Aside from reward of actually developing a useful application for these feeds, Sky News plans to give at least £1,000 to the winner and at least £200 to each finalist.
However, in return Sky News will take quite a bit:
“Sky will keep details of, and retain a licence to use the Contribution of each Finalist, whether or not that Finalist is selected to be the Winner or a Runner-Up. Sky will require each Finalist, and, if a Finalist is under 18, a parent or guardian, to sign a separate agreement confirming Sky’s rights to use the Contribution.
3.2 All Finalists agree that the copyright (if any) and all other rights, title and interest, in and in respect of their Contribution, will be licensed by the Finalist to Sky as follows:
(a) Sky shall have an exclusive royalty free worldwide license in all media in the Finalist’s Contribution for a period of 3 months from the date of the submission of the Contribution by the Finalist;
(b) after that 3 month period, Sky shall have a non-exclusive royalty free worldwide license in perpetuity in all media in the Finalist’s Contribution.
All Finalists must agree that no payment (other than Prizes where awarded) shall be due to them nor shall they make a claim for any further payment against Sky or its licensees or assigns in respect of the license of such rights.”
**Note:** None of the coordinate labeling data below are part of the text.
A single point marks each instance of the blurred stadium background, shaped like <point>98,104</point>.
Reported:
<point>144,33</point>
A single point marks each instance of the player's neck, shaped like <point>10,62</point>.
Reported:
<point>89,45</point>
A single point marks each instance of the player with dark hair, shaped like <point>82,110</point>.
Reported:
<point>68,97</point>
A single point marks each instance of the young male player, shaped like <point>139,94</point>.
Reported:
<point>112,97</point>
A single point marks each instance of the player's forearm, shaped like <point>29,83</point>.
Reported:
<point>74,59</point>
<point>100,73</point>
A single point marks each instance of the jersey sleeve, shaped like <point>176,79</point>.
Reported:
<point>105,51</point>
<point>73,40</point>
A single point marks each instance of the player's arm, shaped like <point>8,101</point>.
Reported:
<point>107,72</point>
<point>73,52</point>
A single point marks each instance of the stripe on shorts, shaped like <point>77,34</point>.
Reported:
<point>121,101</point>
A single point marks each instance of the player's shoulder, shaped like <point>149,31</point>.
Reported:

Nothing particularly new in this, the approach is fairly typical of other commercial/creative competitions, Channel 4 is pretty much setting the same conditions for its own RSS widget competition.
So the position is a news company owned by a billionaire is asking for someone else to design it a cutting edge technological development, for it to use for free, forever.
But Dragon’s Den is all about entrepreneurs striking deals to make long-term money with their ideas, isn’t it?
Has Sky not missed a trick to apply the ethos of the competition to the prize?
If it really wants to be seen as a cutting edge company could Sky News have experimented with a little ad-share from traffic to the site from these new applications (if it’s possible to work this out)?
The same with Channel 4?
Collaborative production is the founding ethos of social media – YouTube and Flickr are nothing without their communities.
Similarly Facebook, for which the technological contributions of its members and partners is paramount. But at the moment, on the whole it’s done for free.
So why not also share about the cash created by these partnerships? After all, if you had a bit of video Sky News wanted, they would pay you for it. Why not for the delivery mechanism too?